# vw 2l 20v race engin help



## NO FEAR NA (Jul 2, 2012)

I want to build a 2l 20v no turbo race engin that would make 200kw and up for my race golf 1.
Can someone help me to get the best parts and cams for it?


----------



## legionarre (Sep 29, 2009)

*Tech Tip for N/A engine build*

Hi, 

Are you planning to use gasoline above 100octane? 
If you do, I can help you out with tech tips and supplying the parts as well. 
Are planning to run OEM hydraulic lifters or are you planning to change them over to mechanical ones? 

Wossner high compression pistons 12.3:1CR 
Price: $539 + shipping 

Catcams all durations and lifts, mechanical or hydraulic 
Price: $699 + shipping 

Forged rods 
Price: $389 + shipping 

I also recommend running independent throttle bodies or twin bodies. 
You can use OEM ECU, but standalone would be much better. 
Gotech EFI: $1099 + shipping 

Change out the complete valve train assembly. 
Larger intake/ exhaust valves, springs, retainers...etc 

Feel free to contact me if you have further questions. 

Peter 
www.carrolatuning.us


----------



## 4rgsncps (Oct 1, 2012)

*20v question*

I am getting ready to build a motor for my 4000q. Will that stand alone work with a 3b or 7a turbo? It would be helpful. Still trying to figure which will bolt to tranny since 2.2L already in it!?!


----------



## Glegor (Mar 31, 2008)

NO FEAR NA said:


> I want to build a 2l 20v no turbo race engin that would make 200kw and up for my race golf 1.
> Can someone help me to get the best parts and cams for it?

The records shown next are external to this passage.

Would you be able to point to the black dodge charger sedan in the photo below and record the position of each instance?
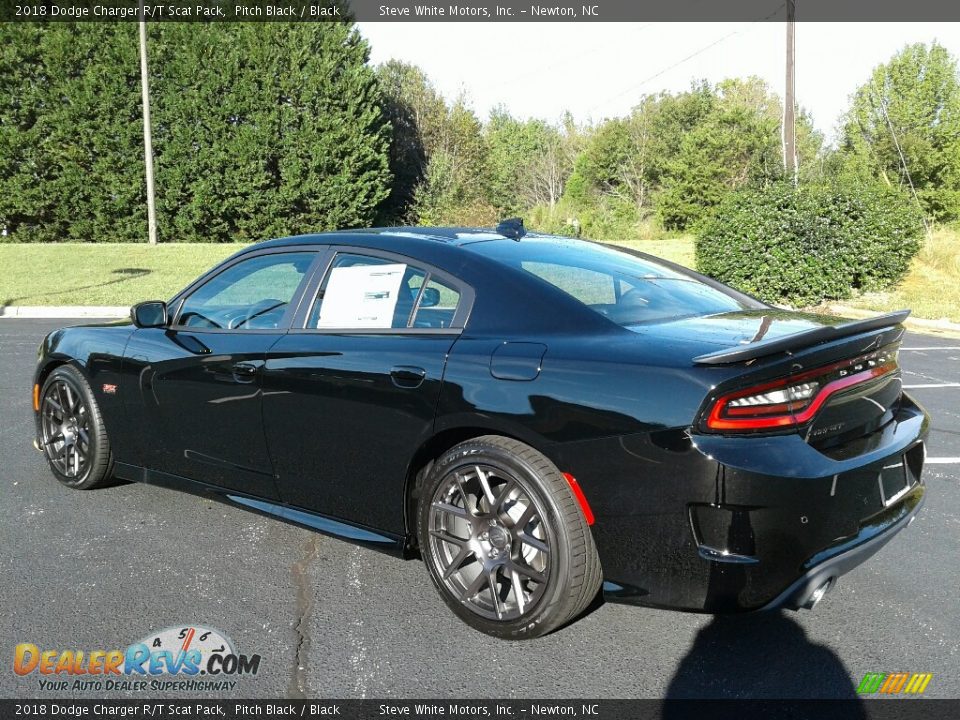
(536, 417)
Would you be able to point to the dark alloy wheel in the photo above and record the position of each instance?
(72, 435)
(505, 540)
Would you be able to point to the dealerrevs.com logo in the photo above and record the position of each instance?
(894, 683)
(188, 658)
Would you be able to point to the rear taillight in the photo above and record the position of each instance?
(795, 400)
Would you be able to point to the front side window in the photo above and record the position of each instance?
(361, 291)
(251, 295)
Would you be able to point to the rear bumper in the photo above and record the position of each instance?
(724, 524)
(844, 556)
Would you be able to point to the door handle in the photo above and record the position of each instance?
(407, 376)
(244, 372)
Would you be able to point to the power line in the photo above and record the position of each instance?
(664, 71)
(903, 159)
(147, 137)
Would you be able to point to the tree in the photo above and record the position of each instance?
(910, 106)
(260, 129)
(734, 145)
(283, 134)
(71, 152)
(456, 183)
(416, 112)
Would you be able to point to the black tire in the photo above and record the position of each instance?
(72, 434)
(530, 536)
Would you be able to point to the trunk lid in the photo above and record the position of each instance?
(848, 370)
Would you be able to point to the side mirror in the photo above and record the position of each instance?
(430, 297)
(152, 313)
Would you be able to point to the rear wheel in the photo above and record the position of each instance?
(504, 539)
(72, 434)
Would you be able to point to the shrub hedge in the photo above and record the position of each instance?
(802, 245)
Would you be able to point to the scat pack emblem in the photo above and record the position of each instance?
(187, 657)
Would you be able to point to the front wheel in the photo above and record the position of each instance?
(505, 540)
(72, 434)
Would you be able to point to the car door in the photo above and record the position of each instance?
(199, 379)
(351, 391)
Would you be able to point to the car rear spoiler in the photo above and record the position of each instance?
(800, 340)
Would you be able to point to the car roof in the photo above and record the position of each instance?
(454, 236)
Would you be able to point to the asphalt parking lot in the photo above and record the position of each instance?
(102, 569)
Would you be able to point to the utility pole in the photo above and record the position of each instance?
(147, 135)
(790, 103)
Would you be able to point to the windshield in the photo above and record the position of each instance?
(627, 289)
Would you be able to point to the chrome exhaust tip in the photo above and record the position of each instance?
(817, 595)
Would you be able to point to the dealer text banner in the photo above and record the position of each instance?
(472, 11)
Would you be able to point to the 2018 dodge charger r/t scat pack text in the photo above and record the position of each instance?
(536, 417)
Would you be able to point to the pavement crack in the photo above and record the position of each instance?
(300, 570)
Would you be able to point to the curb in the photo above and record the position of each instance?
(63, 311)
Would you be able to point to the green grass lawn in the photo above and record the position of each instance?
(122, 274)
(101, 273)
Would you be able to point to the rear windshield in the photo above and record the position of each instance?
(624, 288)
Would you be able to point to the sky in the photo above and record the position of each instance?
(599, 70)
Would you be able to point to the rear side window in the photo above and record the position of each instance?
(627, 289)
(362, 291)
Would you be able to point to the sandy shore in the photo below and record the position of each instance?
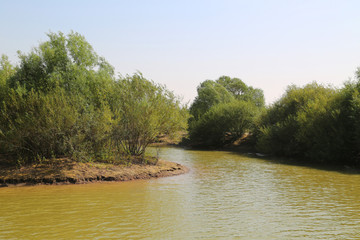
(64, 171)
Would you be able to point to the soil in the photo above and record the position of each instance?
(66, 171)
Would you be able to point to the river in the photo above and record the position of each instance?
(224, 196)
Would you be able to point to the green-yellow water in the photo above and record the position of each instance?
(225, 196)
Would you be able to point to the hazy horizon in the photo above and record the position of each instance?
(269, 45)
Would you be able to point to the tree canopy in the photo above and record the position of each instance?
(63, 100)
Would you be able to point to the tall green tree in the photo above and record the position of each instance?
(142, 111)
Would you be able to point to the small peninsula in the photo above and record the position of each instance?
(66, 171)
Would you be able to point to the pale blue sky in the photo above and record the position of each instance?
(268, 44)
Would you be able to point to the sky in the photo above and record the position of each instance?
(268, 44)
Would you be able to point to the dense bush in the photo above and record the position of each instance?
(223, 123)
(142, 111)
(314, 123)
(63, 100)
(223, 110)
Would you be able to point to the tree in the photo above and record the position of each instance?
(56, 102)
(210, 93)
(142, 111)
(224, 123)
(241, 91)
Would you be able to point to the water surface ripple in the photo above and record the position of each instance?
(225, 196)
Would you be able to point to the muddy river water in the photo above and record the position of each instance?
(224, 196)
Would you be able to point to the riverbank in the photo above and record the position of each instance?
(65, 171)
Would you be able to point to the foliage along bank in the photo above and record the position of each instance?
(314, 123)
(63, 100)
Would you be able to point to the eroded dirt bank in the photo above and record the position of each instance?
(65, 171)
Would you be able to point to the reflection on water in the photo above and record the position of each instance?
(225, 196)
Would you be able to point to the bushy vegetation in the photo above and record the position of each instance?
(314, 123)
(223, 111)
(63, 100)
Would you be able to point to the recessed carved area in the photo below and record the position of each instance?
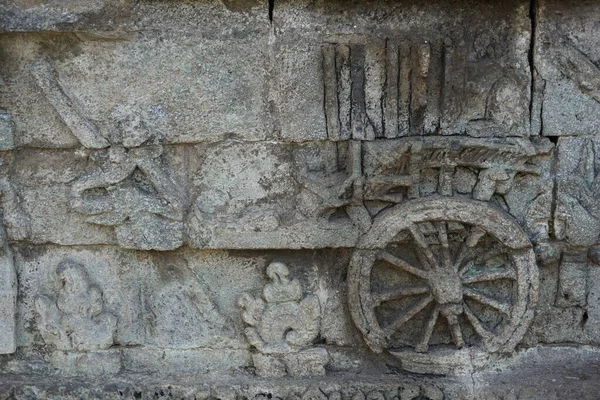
(293, 199)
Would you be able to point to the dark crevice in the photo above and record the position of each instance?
(531, 58)
(271, 8)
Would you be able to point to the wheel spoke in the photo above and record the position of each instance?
(422, 243)
(398, 293)
(443, 236)
(457, 334)
(412, 311)
(490, 253)
(423, 345)
(485, 300)
(479, 329)
(400, 263)
(493, 275)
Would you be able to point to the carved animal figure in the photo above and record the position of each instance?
(75, 320)
(283, 321)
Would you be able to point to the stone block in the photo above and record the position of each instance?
(191, 90)
(404, 70)
(566, 64)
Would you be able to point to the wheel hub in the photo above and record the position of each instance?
(446, 286)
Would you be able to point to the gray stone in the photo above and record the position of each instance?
(242, 199)
(566, 66)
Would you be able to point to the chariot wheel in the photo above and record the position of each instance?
(443, 272)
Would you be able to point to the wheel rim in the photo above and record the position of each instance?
(444, 245)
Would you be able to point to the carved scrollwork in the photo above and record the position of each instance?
(282, 326)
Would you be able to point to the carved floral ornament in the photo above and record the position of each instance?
(440, 262)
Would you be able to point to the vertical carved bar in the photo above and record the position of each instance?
(420, 60)
(434, 89)
(344, 89)
(404, 90)
(331, 92)
(357, 77)
(8, 298)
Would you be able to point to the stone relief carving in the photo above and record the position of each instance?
(75, 319)
(394, 88)
(68, 107)
(443, 262)
(180, 314)
(134, 192)
(577, 219)
(282, 327)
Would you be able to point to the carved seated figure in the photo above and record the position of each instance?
(75, 320)
(283, 326)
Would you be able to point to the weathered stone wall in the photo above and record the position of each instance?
(228, 199)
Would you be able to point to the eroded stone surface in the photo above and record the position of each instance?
(244, 194)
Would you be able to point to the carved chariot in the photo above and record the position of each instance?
(444, 266)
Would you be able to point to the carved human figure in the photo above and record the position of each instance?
(137, 196)
(283, 326)
(75, 319)
(13, 226)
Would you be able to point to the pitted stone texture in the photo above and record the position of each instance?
(153, 77)
(283, 325)
(567, 63)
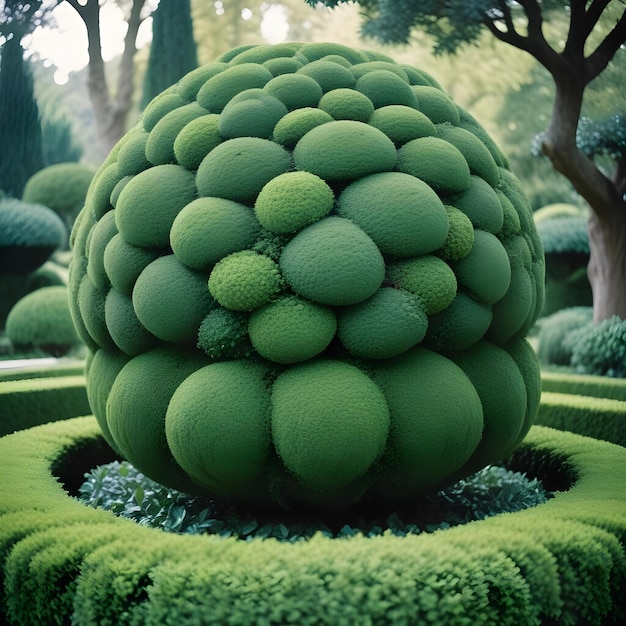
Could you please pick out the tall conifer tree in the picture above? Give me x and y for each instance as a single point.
(21, 154)
(173, 52)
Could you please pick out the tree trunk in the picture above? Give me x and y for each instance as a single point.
(607, 225)
(110, 112)
(607, 263)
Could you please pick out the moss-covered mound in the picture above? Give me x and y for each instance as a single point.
(562, 562)
(305, 277)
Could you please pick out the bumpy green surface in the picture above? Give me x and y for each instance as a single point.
(306, 277)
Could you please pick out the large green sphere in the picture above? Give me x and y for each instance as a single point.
(307, 276)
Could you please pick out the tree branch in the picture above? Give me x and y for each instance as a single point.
(597, 61)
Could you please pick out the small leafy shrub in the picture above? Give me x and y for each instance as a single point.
(563, 231)
(305, 278)
(120, 488)
(558, 334)
(42, 319)
(600, 349)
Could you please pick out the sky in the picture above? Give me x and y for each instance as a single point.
(65, 46)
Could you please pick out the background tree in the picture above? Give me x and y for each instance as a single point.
(225, 24)
(595, 31)
(173, 50)
(21, 154)
(110, 107)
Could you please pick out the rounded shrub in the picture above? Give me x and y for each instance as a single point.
(300, 273)
(42, 319)
(61, 187)
(29, 234)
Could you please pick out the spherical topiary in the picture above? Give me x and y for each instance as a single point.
(42, 319)
(291, 329)
(306, 401)
(305, 277)
(293, 200)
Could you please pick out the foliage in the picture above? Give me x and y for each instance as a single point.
(564, 234)
(561, 562)
(42, 319)
(120, 488)
(21, 129)
(61, 187)
(600, 349)
(400, 242)
(173, 49)
(557, 333)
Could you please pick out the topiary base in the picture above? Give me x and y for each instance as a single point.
(562, 562)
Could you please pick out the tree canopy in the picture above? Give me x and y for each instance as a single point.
(575, 55)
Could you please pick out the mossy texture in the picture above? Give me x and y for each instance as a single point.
(316, 226)
(560, 562)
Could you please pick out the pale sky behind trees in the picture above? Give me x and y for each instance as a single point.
(65, 44)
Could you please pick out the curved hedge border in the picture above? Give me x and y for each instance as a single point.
(41, 368)
(562, 562)
(584, 385)
(600, 418)
(30, 402)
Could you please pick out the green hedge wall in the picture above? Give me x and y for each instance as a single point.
(30, 402)
(562, 562)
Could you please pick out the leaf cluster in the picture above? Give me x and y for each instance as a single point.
(122, 489)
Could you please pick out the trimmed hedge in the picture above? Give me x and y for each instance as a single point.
(46, 367)
(562, 562)
(584, 385)
(30, 402)
(600, 418)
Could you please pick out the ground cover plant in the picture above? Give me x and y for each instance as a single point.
(559, 562)
(119, 487)
(305, 279)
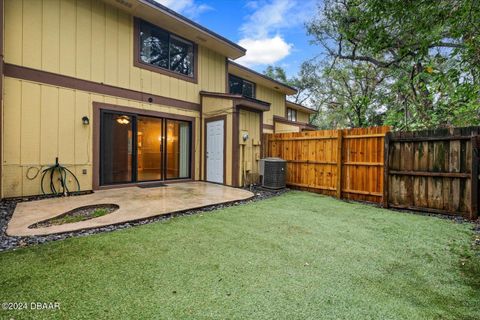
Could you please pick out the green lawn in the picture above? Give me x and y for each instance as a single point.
(297, 256)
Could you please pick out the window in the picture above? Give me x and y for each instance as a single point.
(291, 114)
(160, 49)
(240, 86)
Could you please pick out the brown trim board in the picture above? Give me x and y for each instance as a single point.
(98, 106)
(235, 146)
(55, 79)
(206, 121)
(2, 70)
(142, 65)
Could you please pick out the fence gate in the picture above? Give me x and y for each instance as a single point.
(434, 171)
(347, 164)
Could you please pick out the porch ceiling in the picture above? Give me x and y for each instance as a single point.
(135, 204)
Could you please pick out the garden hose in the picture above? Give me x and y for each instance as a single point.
(62, 177)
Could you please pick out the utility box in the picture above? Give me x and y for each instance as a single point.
(273, 172)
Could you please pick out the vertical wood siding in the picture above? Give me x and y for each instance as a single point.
(90, 40)
(42, 122)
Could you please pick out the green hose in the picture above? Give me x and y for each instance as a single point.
(62, 174)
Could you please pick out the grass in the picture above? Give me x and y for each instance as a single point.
(297, 256)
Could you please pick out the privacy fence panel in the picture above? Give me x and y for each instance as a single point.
(434, 171)
(342, 163)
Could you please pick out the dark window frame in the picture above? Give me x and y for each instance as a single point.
(137, 61)
(292, 114)
(254, 85)
(134, 164)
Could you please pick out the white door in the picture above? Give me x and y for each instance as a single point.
(215, 136)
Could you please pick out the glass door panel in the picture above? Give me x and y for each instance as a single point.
(116, 145)
(149, 149)
(178, 149)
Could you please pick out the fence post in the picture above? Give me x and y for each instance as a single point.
(386, 155)
(474, 178)
(339, 163)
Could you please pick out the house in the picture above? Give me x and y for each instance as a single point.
(127, 92)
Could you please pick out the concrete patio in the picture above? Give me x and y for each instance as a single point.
(135, 203)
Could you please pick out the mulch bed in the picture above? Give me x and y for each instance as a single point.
(11, 243)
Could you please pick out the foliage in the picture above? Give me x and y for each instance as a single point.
(427, 54)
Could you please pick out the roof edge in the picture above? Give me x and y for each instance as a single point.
(300, 107)
(262, 75)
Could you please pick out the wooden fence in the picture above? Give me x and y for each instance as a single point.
(434, 171)
(343, 163)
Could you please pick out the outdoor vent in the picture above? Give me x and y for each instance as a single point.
(273, 172)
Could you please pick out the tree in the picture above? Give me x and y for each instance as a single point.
(428, 53)
(306, 82)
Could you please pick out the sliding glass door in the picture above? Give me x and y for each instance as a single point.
(178, 149)
(136, 148)
(149, 148)
(116, 156)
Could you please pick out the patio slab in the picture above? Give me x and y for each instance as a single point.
(135, 203)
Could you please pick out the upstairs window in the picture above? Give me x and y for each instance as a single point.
(241, 86)
(163, 50)
(291, 114)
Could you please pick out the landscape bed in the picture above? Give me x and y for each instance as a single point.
(295, 256)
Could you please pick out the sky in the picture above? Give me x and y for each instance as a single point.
(272, 31)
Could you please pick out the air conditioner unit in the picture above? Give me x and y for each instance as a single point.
(273, 172)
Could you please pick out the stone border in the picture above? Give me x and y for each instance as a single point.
(7, 207)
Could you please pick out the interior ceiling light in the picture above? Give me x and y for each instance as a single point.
(123, 120)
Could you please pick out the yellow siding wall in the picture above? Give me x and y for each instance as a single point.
(277, 101)
(283, 128)
(215, 107)
(90, 40)
(250, 122)
(41, 122)
(303, 117)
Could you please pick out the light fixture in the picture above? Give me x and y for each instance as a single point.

why are you trying to put a 5 cylinder in a car that it doesnt fit in?

it would be much easier to use a 4 cylinder if all you want is 200hp..

your going to have to do custom EVERYTHING to dump a 5 cylinder in a mk1..

either that, or you are posting in the wrong thread.. this is the 5 cylinder thread..

not the 1.8T/20v thread...


----------



## Glegor (Mar 31, 2008)

4rgsncps said:


> I am getting ready to build a motor for my 4000q. Will that stand alone work with a 3b or 7a turbo? It would be helpful. Still trying to figure which will bolt to tranny since 2.2L already in it!?!


wtf is a 3B?

heard of a 3A, and a 7A, but never a 3B..

3A is a 2.0L 4 banger..

7A is a 2.3L 5 banger..

not even close to the same thing..


----------



## bimmerboy02 (Oct 2, 2005)

3b is a 20v turbo 5cyl from the 91 200 20v.


----------



## 4rgsncps (Oct 1, 2012)

*3b motor*

In bluiding this some of these questions I have raised. I know someone who has taken a nonturbo from a '90 200 rebuilt it added a garrett t-35 and put it in a '91 audi 80 (I t hink). This set up is neck snapping! opcorn:


----------